An unexpected adjournment disrupts the timetable for business in the House and throws plans to get through other key legislation out of kilter.
The number of hereditary peers who sided with the Opposition 'far outnumbered' those who backed the Government, meaning that, according to Lady Hayter, their might was used to defeat the Government.
Tory sources in the Lords described the claims of filibustering as 'nonsense', insisting that peers had merely been fulfilling their roles as scrutineers.
Hereditary peers, of which 45 are Tories compared with just four on the Labour benches and four Liberal Democrats, feel aggrieved that even those who regularly participate in the legislature will be ejected because they are there as a result of heredity.
Among peers facing the axe are those who have helped to secure changes to legislation to crack down on water companies, such as Lord Cromwell and Lord Roborough, and Viscount Camrose, who worked on outlawing deepfake pornography. Meanwhile, life peers who do not contribute will be used to force their hereditary colleagues out.
Lord Mancroft said: 'There are about 120 peers who don't turn up at all, really. So what they're going to do is they're going to use the votes of the 120 who don't turn up to boot out the 80-odd who do turn up.'
'Classroom rivalry between two eternal children'
There is some unease too among crossbenchers, over 30 of whom face the axe, including Lord Kinnoull, their most senior member.
A crossbench source said: 'There's always a classroom rivalry between those two eternal children, the Labour Party, with the Conservative Party.
'But there are other hereditaries who are not part of that, who are blowback injured by all of this.'
They added: 'I don't think there's anyone who feels that absolutely every hereditary should be just booted out.'
To many, it feels personal.
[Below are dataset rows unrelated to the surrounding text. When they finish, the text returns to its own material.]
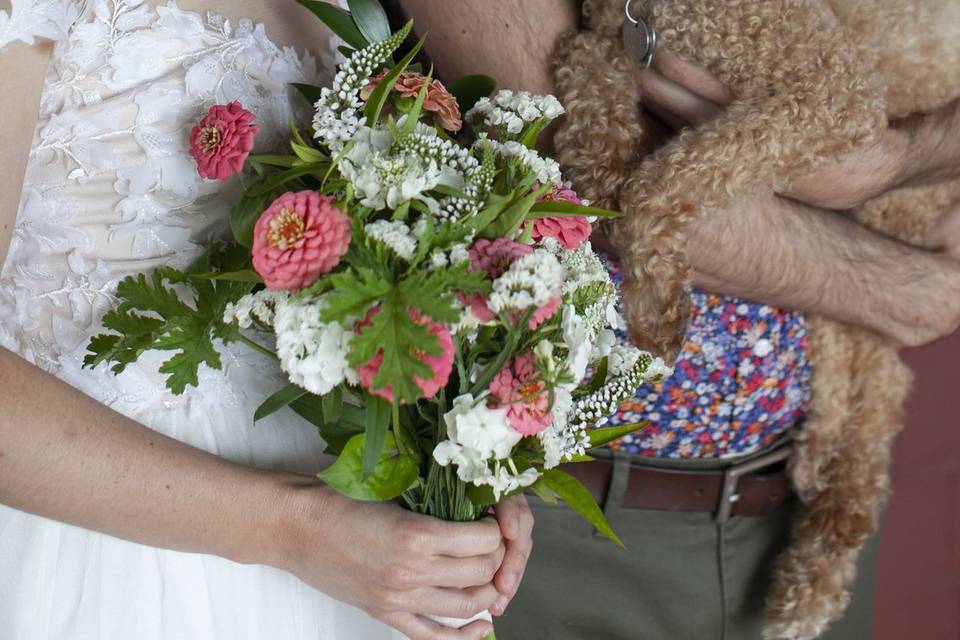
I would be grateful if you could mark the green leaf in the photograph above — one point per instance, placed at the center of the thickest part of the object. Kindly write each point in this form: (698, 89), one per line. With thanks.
(278, 401)
(333, 405)
(245, 275)
(544, 492)
(309, 92)
(572, 491)
(155, 313)
(309, 154)
(392, 475)
(555, 209)
(378, 98)
(370, 18)
(600, 437)
(279, 179)
(377, 425)
(469, 89)
(339, 22)
(599, 377)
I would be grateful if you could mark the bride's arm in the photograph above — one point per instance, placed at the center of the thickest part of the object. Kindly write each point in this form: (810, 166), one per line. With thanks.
(66, 457)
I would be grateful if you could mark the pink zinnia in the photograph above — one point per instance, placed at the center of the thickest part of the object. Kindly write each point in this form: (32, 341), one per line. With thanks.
(438, 100)
(299, 237)
(570, 231)
(441, 365)
(520, 390)
(222, 140)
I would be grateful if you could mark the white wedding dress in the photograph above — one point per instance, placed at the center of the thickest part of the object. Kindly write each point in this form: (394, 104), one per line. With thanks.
(110, 191)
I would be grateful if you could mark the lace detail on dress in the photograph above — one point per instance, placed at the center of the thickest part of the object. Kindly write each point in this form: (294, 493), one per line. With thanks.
(29, 19)
(110, 188)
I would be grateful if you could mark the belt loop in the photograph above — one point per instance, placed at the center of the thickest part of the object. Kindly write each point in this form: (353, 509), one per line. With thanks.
(617, 489)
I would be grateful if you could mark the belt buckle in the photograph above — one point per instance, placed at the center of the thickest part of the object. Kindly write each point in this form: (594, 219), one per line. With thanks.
(731, 477)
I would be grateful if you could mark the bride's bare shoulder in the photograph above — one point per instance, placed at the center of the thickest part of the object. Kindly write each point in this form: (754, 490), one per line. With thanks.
(286, 22)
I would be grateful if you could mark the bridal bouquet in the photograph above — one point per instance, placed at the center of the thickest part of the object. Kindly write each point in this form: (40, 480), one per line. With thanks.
(423, 277)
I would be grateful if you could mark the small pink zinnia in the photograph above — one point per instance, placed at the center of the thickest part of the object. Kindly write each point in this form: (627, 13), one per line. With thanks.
(438, 100)
(441, 365)
(299, 237)
(222, 140)
(519, 389)
(570, 231)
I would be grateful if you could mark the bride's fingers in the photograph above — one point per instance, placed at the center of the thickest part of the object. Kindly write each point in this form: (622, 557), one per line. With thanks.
(420, 628)
(691, 77)
(461, 573)
(674, 104)
(451, 603)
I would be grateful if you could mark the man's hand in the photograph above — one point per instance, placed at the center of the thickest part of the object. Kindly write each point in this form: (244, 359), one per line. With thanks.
(685, 95)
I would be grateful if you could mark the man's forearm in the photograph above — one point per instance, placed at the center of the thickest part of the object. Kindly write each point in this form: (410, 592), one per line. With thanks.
(785, 254)
(511, 41)
(934, 150)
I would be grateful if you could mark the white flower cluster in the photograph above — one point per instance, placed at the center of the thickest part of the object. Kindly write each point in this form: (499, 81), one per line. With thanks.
(338, 111)
(510, 111)
(386, 180)
(312, 353)
(546, 169)
(622, 385)
(396, 235)
(252, 307)
(531, 281)
(478, 436)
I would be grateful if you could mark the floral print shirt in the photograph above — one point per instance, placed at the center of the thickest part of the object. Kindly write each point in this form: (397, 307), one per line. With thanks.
(741, 379)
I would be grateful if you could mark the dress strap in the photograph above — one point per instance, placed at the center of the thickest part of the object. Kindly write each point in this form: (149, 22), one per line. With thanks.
(30, 19)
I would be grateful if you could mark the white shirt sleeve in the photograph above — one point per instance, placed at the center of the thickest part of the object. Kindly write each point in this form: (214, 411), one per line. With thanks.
(31, 19)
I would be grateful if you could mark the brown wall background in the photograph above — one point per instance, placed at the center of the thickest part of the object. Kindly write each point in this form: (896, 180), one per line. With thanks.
(918, 578)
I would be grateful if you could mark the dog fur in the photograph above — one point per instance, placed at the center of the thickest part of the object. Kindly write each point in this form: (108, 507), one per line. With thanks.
(806, 93)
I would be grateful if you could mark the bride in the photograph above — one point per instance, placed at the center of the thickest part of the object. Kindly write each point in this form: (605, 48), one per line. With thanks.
(197, 525)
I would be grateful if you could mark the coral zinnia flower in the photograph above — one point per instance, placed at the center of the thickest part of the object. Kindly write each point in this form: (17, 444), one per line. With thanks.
(222, 140)
(441, 365)
(570, 231)
(519, 389)
(438, 100)
(299, 237)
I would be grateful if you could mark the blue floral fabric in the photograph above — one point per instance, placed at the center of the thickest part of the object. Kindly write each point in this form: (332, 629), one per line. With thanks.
(741, 379)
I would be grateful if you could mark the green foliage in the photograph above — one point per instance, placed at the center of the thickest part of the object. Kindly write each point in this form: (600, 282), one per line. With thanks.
(339, 21)
(172, 311)
(278, 400)
(557, 209)
(378, 98)
(377, 425)
(468, 90)
(370, 19)
(600, 437)
(578, 497)
(392, 330)
(393, 474)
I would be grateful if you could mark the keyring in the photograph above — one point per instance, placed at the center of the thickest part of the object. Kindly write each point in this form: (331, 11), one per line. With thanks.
(639, 38)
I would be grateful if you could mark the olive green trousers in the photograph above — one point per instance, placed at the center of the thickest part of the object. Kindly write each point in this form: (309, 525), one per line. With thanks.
(682, 576)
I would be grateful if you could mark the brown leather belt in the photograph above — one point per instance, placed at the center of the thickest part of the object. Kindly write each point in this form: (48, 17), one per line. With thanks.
(755, 487)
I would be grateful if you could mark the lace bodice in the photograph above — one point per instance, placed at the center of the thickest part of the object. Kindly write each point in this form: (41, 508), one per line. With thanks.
(110, 189)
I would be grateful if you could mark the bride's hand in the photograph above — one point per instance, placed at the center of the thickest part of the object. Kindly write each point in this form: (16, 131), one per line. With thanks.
(396, 565)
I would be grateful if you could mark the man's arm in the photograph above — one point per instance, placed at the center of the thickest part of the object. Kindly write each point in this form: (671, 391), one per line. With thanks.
(508, 40)
(794, 256)
(766, 249)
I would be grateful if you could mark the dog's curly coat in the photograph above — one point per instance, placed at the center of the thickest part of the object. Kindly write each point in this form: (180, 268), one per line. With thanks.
(806, 92)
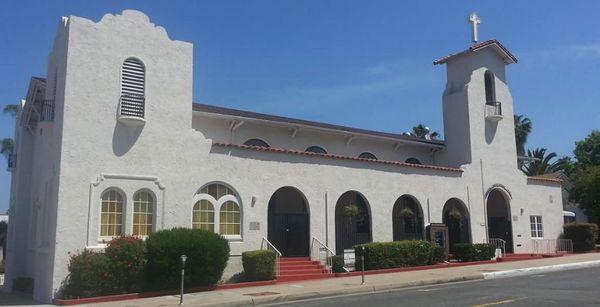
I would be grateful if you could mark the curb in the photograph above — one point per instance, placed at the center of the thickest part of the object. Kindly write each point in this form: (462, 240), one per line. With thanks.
(541, 269)
(259, 301)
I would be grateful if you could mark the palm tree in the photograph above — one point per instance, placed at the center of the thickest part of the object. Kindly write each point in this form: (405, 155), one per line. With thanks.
(8, 147)
(423, 132)
(543, 163)
(523, 127)
(11, 109)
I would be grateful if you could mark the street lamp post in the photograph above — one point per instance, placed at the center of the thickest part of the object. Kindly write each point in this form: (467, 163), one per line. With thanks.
(183, 259)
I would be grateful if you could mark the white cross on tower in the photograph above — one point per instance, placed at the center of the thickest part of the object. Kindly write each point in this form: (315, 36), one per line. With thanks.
(474, 20)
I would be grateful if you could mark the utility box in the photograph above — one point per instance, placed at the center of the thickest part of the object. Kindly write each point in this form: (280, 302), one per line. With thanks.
(437, 235)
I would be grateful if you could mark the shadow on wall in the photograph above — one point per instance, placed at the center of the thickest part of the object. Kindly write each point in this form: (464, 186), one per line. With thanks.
(124, 137)
(291, 158)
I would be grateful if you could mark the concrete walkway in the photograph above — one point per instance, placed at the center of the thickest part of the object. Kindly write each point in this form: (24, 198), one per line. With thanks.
(350, 285)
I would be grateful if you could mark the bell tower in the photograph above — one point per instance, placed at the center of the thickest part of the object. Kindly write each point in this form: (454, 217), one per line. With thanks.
(477, 105)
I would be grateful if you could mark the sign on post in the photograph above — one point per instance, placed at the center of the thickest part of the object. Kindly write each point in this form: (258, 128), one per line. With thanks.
(349, 259)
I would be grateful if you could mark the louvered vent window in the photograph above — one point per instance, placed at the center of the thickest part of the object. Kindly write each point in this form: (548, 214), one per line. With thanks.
(132, 88)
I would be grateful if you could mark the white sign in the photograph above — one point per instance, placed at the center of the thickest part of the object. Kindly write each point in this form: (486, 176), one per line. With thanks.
(349, 259)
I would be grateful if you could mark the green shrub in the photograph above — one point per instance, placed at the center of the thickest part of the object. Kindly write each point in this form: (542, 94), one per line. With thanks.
(126, 256)
(207, 254)
(337, 263)
(438, 254)
(259, 265)
(397, 254)
(583, 235)
(88, 275)
(466, 252)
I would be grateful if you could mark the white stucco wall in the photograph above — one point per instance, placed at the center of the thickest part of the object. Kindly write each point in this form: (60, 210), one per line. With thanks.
(173, 157)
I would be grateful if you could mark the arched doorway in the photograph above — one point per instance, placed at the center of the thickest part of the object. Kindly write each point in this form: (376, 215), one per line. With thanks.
(352, 221)
(288, 222)
(456, 217)
(498, 218)
(407, 219)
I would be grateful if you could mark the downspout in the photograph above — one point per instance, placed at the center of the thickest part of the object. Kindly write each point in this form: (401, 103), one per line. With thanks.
(487, 235)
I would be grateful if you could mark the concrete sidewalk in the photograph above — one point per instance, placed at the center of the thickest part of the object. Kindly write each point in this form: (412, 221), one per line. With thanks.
(352, 285)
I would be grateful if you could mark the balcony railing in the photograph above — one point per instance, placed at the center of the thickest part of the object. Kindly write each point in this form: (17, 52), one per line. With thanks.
(131, 109)
(47, 111)
(12, 162)
(493, 111)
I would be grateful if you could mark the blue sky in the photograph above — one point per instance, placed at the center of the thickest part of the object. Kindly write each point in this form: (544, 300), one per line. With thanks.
(359, 63)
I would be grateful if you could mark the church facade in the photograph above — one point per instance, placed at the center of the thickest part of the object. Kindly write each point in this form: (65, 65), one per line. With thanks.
(111, 143)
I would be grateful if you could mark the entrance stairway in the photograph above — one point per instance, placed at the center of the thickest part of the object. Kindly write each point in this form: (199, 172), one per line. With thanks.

Lord Strathclyde spoke of how they would see colleagues passing through the voting lobbies to get rid of them.
'I've lost count of the number of Labour backbenchers who have whispered to me that they don't support this either,' he claimed.
Lord Mancroft added: 'We all know each other very well. We sit in the bar together. We discuss our private lives together. We talk about the weather, whatever else.
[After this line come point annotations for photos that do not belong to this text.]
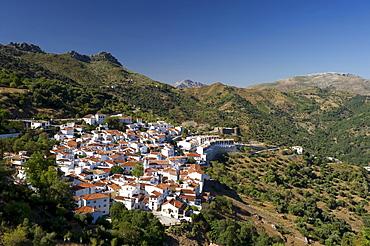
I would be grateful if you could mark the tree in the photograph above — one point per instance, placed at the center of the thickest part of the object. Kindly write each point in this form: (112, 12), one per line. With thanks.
(16, 237)
(115, 123)
(138, 170)
(116, 211)
(35, 167)
(116, 170)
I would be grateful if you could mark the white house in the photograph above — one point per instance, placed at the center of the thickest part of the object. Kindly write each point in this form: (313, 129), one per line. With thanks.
(173, 208)
(96, 213)
(96, 200)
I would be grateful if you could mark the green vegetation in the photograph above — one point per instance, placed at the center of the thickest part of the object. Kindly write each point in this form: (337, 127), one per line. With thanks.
(217, 220)
(318, 194)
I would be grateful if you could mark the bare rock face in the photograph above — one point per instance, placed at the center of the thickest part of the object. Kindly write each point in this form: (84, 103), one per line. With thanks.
(26, 47)
(187, 83)
(78, 56)
(105, 56)
(334, 73)
(102, 56)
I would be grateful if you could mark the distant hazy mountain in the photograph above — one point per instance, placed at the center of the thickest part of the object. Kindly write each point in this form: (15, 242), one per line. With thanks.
(187, 83)
(330, 80)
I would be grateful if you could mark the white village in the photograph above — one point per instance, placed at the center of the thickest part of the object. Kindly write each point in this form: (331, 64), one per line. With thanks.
(152, 175)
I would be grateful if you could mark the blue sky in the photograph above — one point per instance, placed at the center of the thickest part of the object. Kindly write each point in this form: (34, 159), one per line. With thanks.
(238, 42)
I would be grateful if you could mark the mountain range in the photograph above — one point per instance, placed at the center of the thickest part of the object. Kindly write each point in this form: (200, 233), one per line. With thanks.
(299, 194)
(186, 84)
(322, 119)
(330, 80)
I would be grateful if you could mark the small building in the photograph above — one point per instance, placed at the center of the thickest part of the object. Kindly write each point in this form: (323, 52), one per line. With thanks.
(173, 208)
(95, 213)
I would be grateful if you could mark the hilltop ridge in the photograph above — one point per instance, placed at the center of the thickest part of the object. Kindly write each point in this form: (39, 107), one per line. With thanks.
(187, 84)
(335, 81)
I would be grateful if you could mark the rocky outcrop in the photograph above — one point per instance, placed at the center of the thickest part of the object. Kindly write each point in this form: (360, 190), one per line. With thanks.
(187, 83)
(334, 73)
(78, 56)
(26, 47)
(105, 56)
(101, 56)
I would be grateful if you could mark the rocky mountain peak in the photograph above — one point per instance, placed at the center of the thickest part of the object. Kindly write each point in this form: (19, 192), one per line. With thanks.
(26, 47)
(105, 56)
(334, 73)
(187, 83)
(78, 56)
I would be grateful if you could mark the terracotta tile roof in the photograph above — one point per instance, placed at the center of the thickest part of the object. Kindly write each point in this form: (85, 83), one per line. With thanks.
(174, 203)
(162, 186)
(189, 198)
(193, 154)
(94, 196)
(128, 164)
(114, 186)
(85, 185)
(86, 210)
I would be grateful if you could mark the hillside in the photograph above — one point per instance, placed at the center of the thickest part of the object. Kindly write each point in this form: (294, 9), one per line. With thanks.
(333, 81)
(186, 84)
(34, 83)
(302, 196)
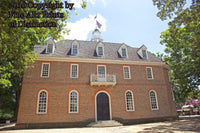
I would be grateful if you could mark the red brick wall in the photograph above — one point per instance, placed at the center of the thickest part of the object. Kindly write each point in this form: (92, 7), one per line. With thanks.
(59, 84)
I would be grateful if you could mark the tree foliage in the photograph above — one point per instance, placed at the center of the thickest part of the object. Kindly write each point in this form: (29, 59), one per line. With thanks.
(17, 44)
(182, 41)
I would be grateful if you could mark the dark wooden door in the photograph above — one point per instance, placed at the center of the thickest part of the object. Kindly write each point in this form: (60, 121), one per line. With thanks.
(103, 110)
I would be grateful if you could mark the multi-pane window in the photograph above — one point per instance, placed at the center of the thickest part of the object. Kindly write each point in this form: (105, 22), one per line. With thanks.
(172, 92)
(100, 51)
(149, 73)
(169, 76)
(123, 52)
(74, 49)
(144, 54)
(101, 71)
(73, 102)
(127, 72)
(42, 102)
(45, 70)
(153, 100)
(49, 48)
(129, 101)
(74, 70)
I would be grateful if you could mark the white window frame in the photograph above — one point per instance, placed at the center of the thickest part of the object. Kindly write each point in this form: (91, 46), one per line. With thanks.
(172, 92)
(168, 73)
(132, 101)
(98, 51)
(129, 72)
(98, 70)
(155, 99)
(145, 53)
(76, 103)
(125, 51)
(41, 75)
(39, 100)
(77, 70)
(52, 48)
(151, 73)
(72, 52)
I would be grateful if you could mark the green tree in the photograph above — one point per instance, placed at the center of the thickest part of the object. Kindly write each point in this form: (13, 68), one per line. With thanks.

'They're our colleagues, they're people we share offices with, and suddenly they're going to be asked to turn on us and boot us out.'
Constitutional concerns
Beyond the personal, there are constitutional concerns about Sir Keir's reforms.
If the hereditary seats – which under the 1999 law are put to a by-election among those eligible should a seat holder retire or die – are scrapped, that cuts down the routes by which people can reach the House of Lords.
Other than the bishops and crossbench appointments made twice a year, the prime minister would be the only person able to regularly choose whom to appoint to the Lords.
Lord Mancroft said: 'We'll have a second chamber which will be wholly appointed by the prime minister, who already has a majority in the first chamber. And that makes for a completely unbalanced constitution.
'The two most powerful chief executives in the world, the American president and the French president, don't have those powers, but we're giving it to Keir Starmer.'
Lord Strathclyde accepts it is time for the system of hereditary peerages to come to an end, but is hoping to reach a compromise where the current Lords can be made life peers and stay until they retire.
But he said he felt Baroness Smith of Basildon, the Labour Lords leader, was 'a brick wall' when it came to cross-party discussions.
The simmering discontent from all sides of the House of Lords will likely erupt in just a few weeks when the legislation is finally discussed. But the hereditary peers are refusing to become turkeys who vote for Christmas without a fight.